It also saw Volkanovski knocked out for the second straight fight, and lose for the third time in four outings, although two of those came at the hands of Islam Makhachev while challenging for the lightweight title.

So what’s next for Volkanovski? Did the result signal a changing of the guard at featherweight or can “The Great” reclaim his title?

What’s next for Alex Volkanovski?

It will come as little surprise to those who’ve followed his career, but the always-game Volkanovski wants a rematch.

Immediately after the fight, the Aussie confirmed he’d be willing to do it in Topuria’s adopted home country of Spain.
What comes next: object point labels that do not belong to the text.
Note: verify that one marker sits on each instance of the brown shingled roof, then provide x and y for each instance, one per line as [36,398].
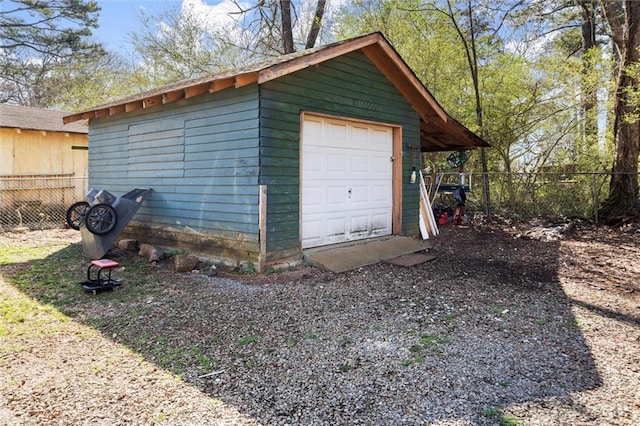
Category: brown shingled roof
[27,118]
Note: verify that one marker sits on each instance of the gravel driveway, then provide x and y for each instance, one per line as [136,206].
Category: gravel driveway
[499,329]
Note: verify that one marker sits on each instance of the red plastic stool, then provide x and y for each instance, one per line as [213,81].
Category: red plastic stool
[95,280]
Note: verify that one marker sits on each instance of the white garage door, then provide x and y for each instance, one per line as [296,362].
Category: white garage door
[346,181]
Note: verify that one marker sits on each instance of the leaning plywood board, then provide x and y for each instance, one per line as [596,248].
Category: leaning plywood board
[424,232]
[426,212]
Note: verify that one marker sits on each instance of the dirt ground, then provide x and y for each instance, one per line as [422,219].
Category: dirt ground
[529,323]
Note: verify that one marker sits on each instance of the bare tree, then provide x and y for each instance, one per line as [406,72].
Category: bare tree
[623,18]
[270,25]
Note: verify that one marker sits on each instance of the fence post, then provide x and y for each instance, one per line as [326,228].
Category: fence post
[595,197]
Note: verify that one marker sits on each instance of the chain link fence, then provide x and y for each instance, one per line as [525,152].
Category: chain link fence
[41,201]
[38,201]
[527,195]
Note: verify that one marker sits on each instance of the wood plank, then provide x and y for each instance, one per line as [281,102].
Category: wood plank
[199,89]
[245,79]
[172,96]
[116,109]
[152,101]
[218,85]
[132,106]
[293,65]
[396,176]
[424,199]
[262,228]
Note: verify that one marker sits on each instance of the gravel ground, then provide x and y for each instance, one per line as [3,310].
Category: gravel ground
[509,325]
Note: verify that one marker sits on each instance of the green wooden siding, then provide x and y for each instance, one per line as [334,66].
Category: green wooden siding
[348,86]
[200,157]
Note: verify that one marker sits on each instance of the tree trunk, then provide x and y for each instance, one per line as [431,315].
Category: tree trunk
[316,24]
[589,100]
[623,189]
[287,32]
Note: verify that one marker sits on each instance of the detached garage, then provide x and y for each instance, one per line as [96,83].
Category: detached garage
[259,163]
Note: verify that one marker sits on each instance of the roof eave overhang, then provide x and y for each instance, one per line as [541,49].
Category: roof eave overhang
[451,135]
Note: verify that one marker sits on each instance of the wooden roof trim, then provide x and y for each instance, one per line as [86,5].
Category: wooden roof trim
[245,79]
[117,109]
[293,65]
[221,84]
[198,89]
[71,118]
[152,101]
[102,112]
[175,95]
[133,106]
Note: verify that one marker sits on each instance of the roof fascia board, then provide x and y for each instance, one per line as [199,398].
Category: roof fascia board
[276,71]
[385,58]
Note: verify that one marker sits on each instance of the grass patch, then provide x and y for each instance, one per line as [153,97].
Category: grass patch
[248,340]
[503,420]
[428,344]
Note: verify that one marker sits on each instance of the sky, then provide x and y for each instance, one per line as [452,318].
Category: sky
[118,18]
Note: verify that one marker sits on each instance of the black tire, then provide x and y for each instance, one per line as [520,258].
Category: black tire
[101,219]
[76,214]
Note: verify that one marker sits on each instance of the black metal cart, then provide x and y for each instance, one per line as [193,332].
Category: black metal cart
[102,217]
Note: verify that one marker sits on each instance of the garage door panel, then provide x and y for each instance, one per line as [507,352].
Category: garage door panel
[337,196]
[336,226]
[346,181]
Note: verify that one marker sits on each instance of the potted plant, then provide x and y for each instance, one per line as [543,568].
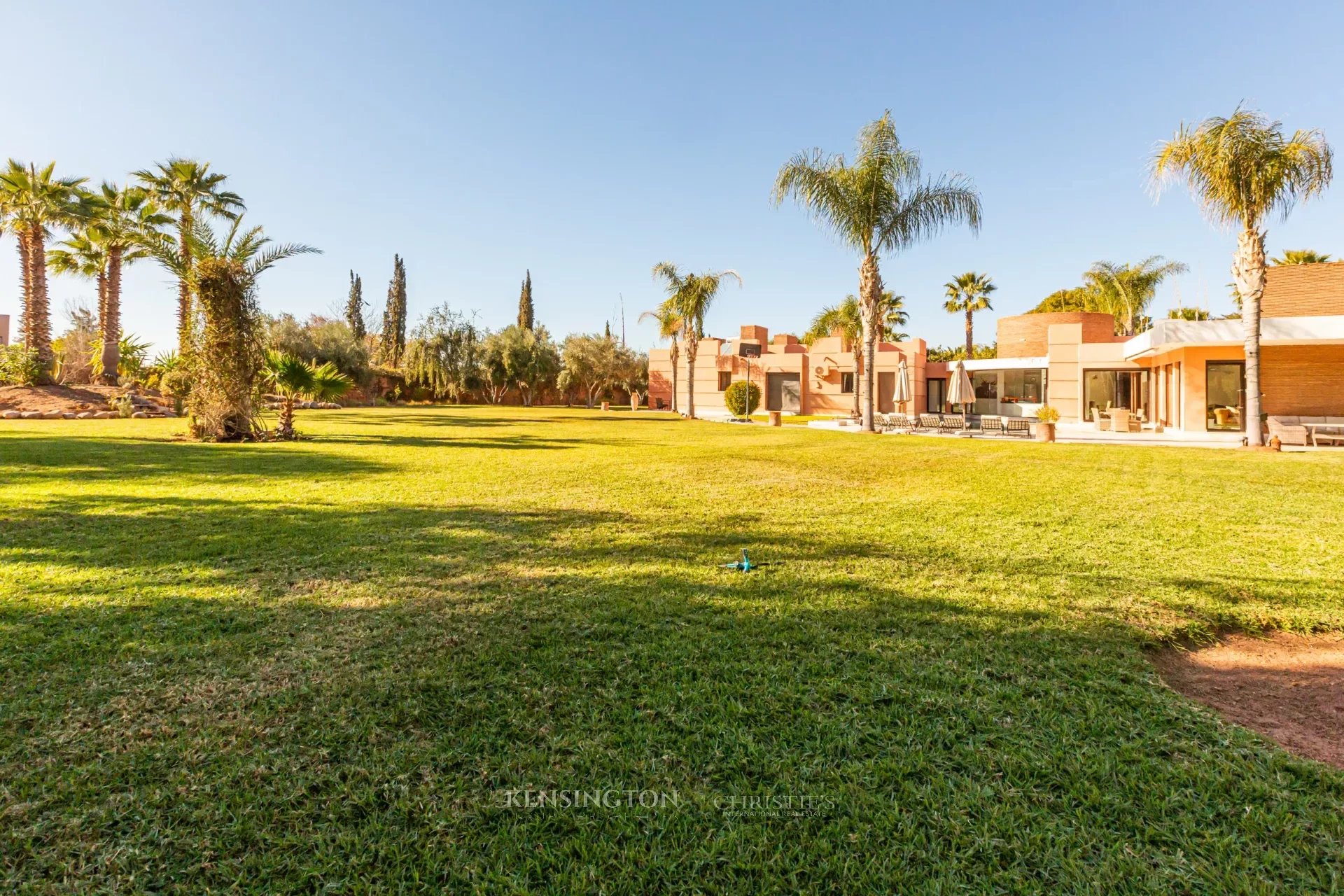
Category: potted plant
[1046,419]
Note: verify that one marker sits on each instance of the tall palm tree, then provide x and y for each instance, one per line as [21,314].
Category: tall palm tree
[1126,290]
[1242,169]
[690,298]
[670,327]
[36,200]
[1301,257]
[967,295]
[846,318]
[124,225]
[188,190]
[878,203]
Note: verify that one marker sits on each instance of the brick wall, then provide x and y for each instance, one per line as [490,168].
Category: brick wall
[1303,379]
[1303,290]
[1027,335]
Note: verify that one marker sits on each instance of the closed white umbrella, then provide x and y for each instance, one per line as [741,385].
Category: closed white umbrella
[902,384]
[960,391]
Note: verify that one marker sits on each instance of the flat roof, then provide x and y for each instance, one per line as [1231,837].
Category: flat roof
[1168,335]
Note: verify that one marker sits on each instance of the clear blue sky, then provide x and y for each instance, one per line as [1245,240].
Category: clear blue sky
[588,141]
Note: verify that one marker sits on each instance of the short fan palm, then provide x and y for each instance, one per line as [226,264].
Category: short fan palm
[292,379]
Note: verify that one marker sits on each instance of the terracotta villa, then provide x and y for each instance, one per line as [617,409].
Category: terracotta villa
[1180,375]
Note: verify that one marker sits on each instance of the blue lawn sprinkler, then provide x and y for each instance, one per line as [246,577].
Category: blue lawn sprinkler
[743,564]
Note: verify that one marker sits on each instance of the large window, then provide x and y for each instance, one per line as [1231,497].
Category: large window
[1022,387]
[1104,390]
[937,394]
[1225,396]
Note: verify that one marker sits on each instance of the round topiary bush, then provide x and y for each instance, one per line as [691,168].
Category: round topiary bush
[739,396]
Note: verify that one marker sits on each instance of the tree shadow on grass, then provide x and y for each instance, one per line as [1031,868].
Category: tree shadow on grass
[61,458]
[358,685]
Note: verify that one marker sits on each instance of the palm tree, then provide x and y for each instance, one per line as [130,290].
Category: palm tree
[690,298]
[879,203]
[846,318]
[1126,290]
[1242,171]
[670,326]
[222,273]
[295,379]
[967,295]
[1301,257]
[124,225]
[36,202]
[188,190]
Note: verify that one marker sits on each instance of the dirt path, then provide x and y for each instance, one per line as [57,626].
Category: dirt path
[1287,687]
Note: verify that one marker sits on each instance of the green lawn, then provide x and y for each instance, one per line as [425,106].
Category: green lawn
[320,666]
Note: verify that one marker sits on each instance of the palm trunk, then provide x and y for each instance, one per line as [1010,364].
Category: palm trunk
[672,358]
[112,318]
[24,295]
[185,336]
[691,348]
[1249,276]
[870,295]
[286,428]
[38,335]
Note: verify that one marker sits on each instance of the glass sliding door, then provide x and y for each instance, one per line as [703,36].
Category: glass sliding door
[1225,396]
[1104,390]
[937,398]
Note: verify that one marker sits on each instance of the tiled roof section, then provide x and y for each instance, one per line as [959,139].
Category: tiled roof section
[1303,290]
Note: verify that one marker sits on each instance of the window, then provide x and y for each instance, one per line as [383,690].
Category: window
[1225,394]
[1104,390]
[937,394]
[1022,387]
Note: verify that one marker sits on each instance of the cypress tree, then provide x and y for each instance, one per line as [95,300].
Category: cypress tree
[393,343]
[524,304]
[355,307]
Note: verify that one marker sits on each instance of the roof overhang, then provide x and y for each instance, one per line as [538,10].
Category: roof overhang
[1167,336]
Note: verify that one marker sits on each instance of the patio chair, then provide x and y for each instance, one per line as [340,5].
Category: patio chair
[1121,421]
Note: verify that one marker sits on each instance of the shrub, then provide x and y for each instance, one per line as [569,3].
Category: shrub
[19,365]
[742,398]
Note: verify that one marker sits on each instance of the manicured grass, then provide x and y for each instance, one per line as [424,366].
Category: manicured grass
[319,666]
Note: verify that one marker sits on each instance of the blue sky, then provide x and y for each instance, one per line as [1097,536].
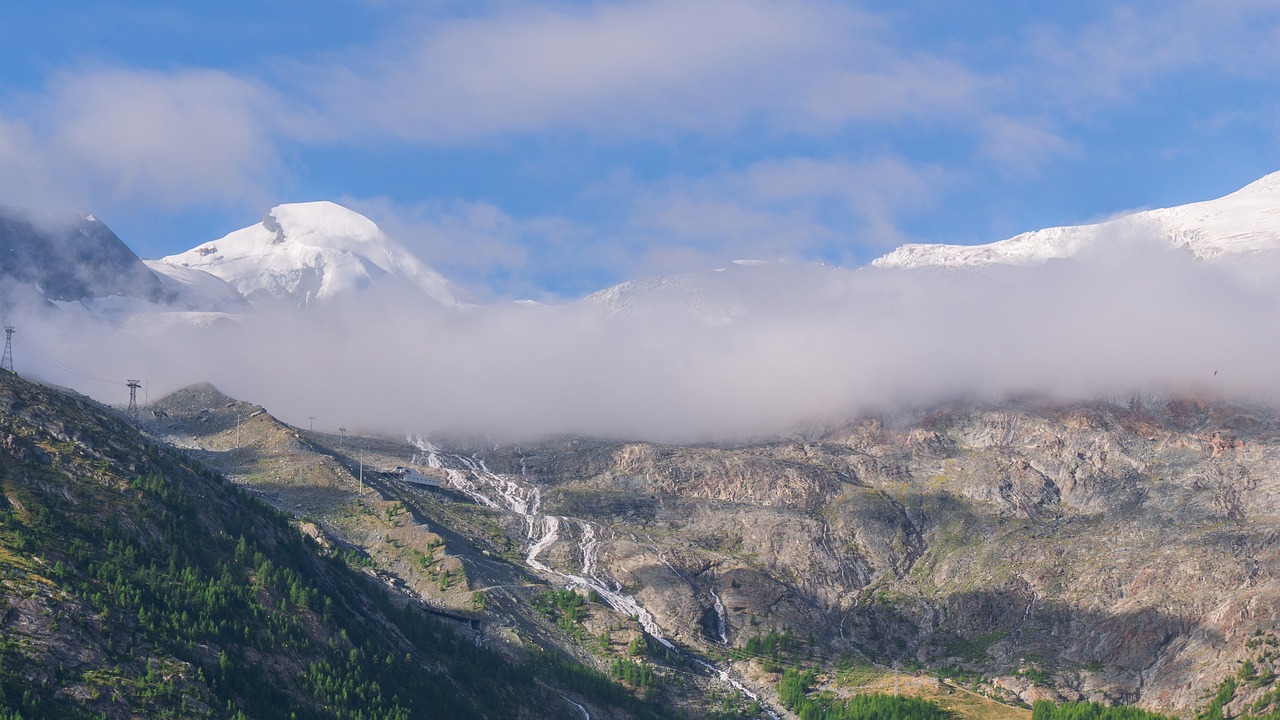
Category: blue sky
[548,150]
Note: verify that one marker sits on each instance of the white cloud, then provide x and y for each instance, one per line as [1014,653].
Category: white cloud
[165,140]
[638,69]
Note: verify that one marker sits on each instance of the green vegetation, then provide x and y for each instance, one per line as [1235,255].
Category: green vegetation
[1046,710]
[794,692]
[566,609]
[170,592]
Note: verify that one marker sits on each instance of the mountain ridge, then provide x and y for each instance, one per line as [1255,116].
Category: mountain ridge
[310,253]
[1239,223]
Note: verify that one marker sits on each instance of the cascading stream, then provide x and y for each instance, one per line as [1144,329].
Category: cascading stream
[478,482]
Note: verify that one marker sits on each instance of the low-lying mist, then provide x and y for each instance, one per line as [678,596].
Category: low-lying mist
[743,352]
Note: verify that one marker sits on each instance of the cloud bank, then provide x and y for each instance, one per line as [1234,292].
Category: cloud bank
[743,352]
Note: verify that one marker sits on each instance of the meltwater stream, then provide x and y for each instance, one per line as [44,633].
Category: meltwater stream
[472,478]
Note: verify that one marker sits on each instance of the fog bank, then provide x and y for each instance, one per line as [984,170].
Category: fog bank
[741,352]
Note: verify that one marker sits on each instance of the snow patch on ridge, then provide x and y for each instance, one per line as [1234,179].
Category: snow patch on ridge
[1243,223]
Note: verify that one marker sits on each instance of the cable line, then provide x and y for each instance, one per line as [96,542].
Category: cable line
[49,359]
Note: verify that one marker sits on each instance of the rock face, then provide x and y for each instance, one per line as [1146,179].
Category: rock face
[71,259]
[1112,554]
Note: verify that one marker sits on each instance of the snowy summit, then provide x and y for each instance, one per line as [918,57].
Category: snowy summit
[307,253]
[1242,224]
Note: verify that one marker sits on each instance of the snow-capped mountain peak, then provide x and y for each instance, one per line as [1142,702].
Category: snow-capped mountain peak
[309,253]
[1246,222]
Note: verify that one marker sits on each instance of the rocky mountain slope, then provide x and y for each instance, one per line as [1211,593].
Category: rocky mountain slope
[1091,551]
[1029,550]
[133,582]
[71,259]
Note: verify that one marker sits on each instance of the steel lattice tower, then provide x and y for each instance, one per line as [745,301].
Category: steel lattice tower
[133,399]
[7,360]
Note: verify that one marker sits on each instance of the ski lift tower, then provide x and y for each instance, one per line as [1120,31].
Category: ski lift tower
[7,360]
[133,399]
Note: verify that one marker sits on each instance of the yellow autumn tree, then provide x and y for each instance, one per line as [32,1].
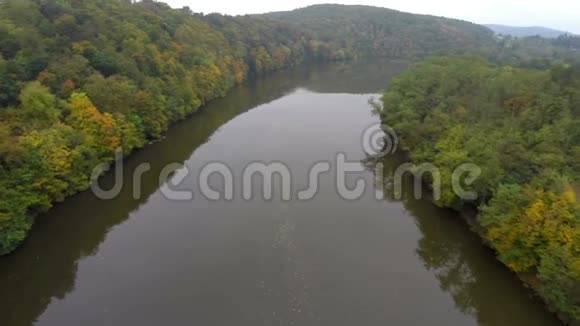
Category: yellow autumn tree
[100,128]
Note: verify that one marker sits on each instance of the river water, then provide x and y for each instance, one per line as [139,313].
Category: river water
[322,261]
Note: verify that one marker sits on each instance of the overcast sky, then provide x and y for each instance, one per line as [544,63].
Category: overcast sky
[559,14]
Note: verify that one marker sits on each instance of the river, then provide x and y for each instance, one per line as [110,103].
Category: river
[321,261]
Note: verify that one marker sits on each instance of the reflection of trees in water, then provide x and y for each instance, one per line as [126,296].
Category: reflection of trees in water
[46,266]
[479,285]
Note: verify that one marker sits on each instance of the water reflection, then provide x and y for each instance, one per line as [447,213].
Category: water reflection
[463,267]
[45,268]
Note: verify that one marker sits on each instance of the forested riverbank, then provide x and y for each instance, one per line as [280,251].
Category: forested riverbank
[80,79]
[522,128]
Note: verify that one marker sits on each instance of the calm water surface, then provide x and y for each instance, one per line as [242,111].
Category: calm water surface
[326,261]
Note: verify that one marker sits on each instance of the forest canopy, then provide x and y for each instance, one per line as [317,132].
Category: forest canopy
[522,128]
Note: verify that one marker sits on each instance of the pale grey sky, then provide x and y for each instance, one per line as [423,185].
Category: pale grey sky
[559,14]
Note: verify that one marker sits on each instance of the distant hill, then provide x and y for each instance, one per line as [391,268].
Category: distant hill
[526,31]
[366,30]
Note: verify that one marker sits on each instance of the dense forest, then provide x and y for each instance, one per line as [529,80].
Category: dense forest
[522,127]
[370,31]
[80,79]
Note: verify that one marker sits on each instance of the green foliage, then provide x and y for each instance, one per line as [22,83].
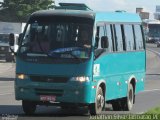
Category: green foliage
[23,8]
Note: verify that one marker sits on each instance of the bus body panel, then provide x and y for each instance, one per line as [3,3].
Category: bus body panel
[117,68]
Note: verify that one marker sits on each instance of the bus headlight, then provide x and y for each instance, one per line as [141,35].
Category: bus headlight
[21,76]
[80,79]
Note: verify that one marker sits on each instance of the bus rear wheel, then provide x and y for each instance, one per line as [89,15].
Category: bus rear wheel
[127,102]
[28,107]
[97,107]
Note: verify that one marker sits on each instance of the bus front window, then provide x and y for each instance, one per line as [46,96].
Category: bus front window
[59,39]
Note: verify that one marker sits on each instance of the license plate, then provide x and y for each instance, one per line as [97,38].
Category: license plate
[47,98]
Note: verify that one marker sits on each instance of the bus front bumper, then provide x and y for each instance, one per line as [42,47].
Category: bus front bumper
[71,92]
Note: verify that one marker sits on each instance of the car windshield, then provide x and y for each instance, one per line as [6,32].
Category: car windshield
[57,39]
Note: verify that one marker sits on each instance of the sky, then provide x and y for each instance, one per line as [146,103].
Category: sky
[113,5]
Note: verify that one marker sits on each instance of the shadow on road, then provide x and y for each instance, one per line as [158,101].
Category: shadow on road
[6,79]
[153,74]
[42,111]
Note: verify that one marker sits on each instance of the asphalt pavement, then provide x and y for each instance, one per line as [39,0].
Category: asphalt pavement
[145,100]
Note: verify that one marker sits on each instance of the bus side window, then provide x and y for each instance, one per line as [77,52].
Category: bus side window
[128,31]
[100,33]
[109,35]
[123,38]
[138,37]
[118,38]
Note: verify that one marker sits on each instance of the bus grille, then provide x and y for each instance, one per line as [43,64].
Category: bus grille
[55,92]
[49,79]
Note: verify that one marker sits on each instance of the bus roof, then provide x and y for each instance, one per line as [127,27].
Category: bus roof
[120,17]
[151,21]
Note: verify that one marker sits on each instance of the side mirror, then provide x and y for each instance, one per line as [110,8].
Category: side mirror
[96,42]
[11,39]
[20,37]
[104,42]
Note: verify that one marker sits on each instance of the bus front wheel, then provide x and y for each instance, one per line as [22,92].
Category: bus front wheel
[128,101]
[97,107]
[28,107]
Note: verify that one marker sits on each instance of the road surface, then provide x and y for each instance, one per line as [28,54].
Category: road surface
[145,100]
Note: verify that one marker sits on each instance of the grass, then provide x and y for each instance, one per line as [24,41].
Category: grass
[154,111]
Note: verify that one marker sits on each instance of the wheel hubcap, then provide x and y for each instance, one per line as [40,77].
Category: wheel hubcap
[100,101]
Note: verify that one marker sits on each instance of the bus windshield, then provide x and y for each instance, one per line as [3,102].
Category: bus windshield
[57,39]
[154,30]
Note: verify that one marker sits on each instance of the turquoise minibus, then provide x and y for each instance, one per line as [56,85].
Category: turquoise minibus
[75,57]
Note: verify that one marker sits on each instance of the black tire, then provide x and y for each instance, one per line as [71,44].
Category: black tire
[29,107]
[98,106]
[127,103]
[116,105]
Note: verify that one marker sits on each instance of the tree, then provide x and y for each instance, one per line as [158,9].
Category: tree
[22,9]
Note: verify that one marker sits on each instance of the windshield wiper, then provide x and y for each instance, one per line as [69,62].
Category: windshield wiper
[65,52]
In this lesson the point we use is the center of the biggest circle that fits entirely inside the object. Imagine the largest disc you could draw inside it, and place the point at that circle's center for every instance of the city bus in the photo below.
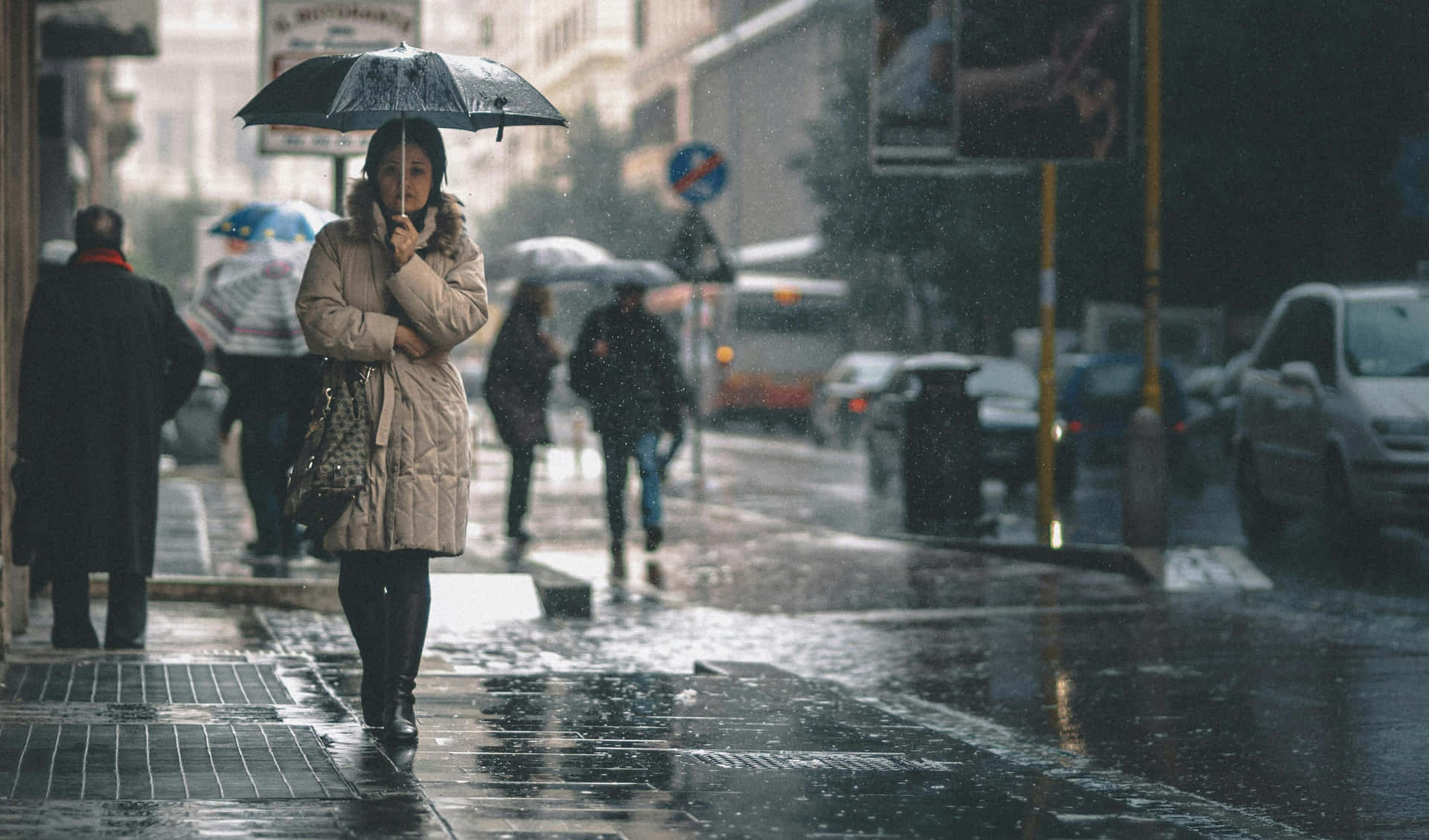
(768, 340)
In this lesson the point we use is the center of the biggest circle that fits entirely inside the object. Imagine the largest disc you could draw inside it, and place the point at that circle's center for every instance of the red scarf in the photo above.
(107, 256)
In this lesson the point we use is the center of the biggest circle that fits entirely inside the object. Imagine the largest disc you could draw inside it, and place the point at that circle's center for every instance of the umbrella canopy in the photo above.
(609, 275)
(246, 302)
(278, 222)
(532, 256)
(363, 90)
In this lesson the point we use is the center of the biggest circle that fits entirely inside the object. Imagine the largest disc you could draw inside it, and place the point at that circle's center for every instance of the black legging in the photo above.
(386, 597)
(518, 498)
(366, 574)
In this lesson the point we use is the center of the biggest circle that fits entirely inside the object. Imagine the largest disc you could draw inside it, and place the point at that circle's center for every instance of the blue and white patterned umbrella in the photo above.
(273, 222)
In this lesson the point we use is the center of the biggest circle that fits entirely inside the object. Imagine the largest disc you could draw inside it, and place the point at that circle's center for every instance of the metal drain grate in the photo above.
(840, 762)
(166, 762)
(129, 682)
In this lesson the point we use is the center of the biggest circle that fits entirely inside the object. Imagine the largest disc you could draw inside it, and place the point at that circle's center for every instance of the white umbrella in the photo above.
(532, 256)
(246, 302)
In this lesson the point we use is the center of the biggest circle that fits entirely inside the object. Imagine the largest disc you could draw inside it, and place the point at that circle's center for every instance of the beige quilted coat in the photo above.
(419, 473)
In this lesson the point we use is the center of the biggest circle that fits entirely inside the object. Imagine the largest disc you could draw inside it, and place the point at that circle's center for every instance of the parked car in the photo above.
(1006, 394)
(1334, 411)
(1008, 397)
(840, 399)
(1214, 400)
(1099, 396)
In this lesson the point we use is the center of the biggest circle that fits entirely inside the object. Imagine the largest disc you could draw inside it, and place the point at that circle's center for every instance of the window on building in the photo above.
(653, 121)
(641, 23)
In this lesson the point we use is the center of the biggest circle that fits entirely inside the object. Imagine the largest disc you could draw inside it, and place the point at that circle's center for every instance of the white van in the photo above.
(1334, 411)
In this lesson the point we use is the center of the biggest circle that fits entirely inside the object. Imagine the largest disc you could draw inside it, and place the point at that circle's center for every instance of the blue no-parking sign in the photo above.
(697, 172)
(1412, 176)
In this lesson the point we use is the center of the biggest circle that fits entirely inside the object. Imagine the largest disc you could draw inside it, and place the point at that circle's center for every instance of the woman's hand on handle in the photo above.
(403, 240)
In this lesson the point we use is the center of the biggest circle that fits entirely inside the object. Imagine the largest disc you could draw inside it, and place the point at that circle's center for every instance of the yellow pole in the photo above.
(1151, 386)
(1046, 373)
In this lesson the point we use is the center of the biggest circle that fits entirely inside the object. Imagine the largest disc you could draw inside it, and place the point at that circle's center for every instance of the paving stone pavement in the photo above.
(179, 742)
(546, 728)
Later, Volkanovski told reporters he felt he deserved another shot at the new champion.

“I’ve been a champ for a long time and I want that rematch, you know,” Volkanovski said.

“It’s something that needs to happen – I’ve been the reigning champ for how long, I’ve been a bit of a company man.

“I’ve backed up on short notice and fought Max [Holloway] three times. You name it, I’ve done it.

“I deserve that [rematch] and it’s going to be different next time.”

If the UFC grants his wish, the timing of the bout could be significant.

The loss to Topuria came just under four months removed from his stoppage loss to Makhachev, courtesy of a head kick.

Even before the fight with “El Matador”, some were suggesting Volkanovski was coming back too soon from a knockout defeat.

When listening to Volkanovski speak recently, you get the sense he’s conscious of how much time he has left.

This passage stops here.